# learn a new painter's trick



## greensboro84 (Feb 15, 2008)

I just stumbled upon a small Dulux store the other day. The rep was very helpful, best service I've ever received in a paint store. Anyway, we were just browsing the products for the fun of it, and my friend starting talking to the rep about 5gal grids. The rep says you can make a grid last near forever by heating up the old paint with a heat gun and it comes off that way. Anyone used this trick? Also said ICI was recently bought out by some German company. Anyone heard of this. Also finally found the Wooster Chinex brushes! To bad I'm out of the job right now or I would've bought one. The actual sales counter/store was very small, but the warehouse was huge! Lotsa outdated silicone caulk!


----------



## [email protected] (Mar 1, 2008)

Owned by Akzo Coatings of Amsterdam Netherlands.


----------



## ProWallGuy (Apr 7, 2007)

When my screens get loaded, I burn them. When done, pick up with pliers, knock the ash off, and hit them with a rattle can of oil primer. Good as new.


----------



## MAK-Deco (Apr 17, 2007)

[email protected] said:


> Owned by Akzo Coatings of Amsterdam Netherlands.


correct...


----------



## tsunamicontract (May 3, 2008)

seems like a lot of trouble for a $2 screen . . .


----------



## MAK-Deco (Apr 17, 2007)

tsunamicontract said:


> seems like a lot of trouble for a $2 screen . . .


:yes:


----------



## JTP (Apr 29, 2007)

tsunamicontract said:


> seems like a lot of trouble for a $2 screen . . .

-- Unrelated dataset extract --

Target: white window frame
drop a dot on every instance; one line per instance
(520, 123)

Buck and 1/4. I am a real cheapskate, but throw my grids out when I must.

JTP


----------



## ProWallGuy (Apr 7, 2007)

ProWallGuy said:


> When my screens get loaded, I burn them. When done, pick up with pliers, knock the ash off, and hit them with a rattle can of oil primer. Good as new.


I forgot to mention I do this when I'm out in the country fishing/drinking so its not really a waste of time. And yeah, I often just buy a case and call it a day. But it does give me a reason to go


ProWallGuy said:


> out in the country fishing/drinking


----------



## johnisimpson (Oct 5, 2007)

i like your thinking pwg
"time to clean the screens....grab the cooler and bait and lets get to work"


----------



## scpainting (Sep 13, 2008)

also works for a mixing paddel. i dont know if you would call it a trick but maybe a tip.. when spraying overhead take an old tshirt put your face in the neck hole and tie the sleeves behind your head. might look like a terrorist but it keeps the paint off my pretty hair.


----------



## ewingpainting.net (Jun 2, 2008)

ProWallGuy said:


> I forgot to mention I do this when I'm out in the country fishing/drinking so its not really a waste of time.


Would love to see the How to Video on this :balloon:


----------



## Faron79 (Dec 11, 2007)

*Sikkens*

Sikkens/Akzo-Nobel bought the ICI company this past winter/spring.

The ICI "name" won't be used anymore I guess...

We now order our RL paints from "Sikkens" instead of ICI/Glidden.

Lord knows we go through tons of Sikkens deck/siding-stains, etc.

Faron


----------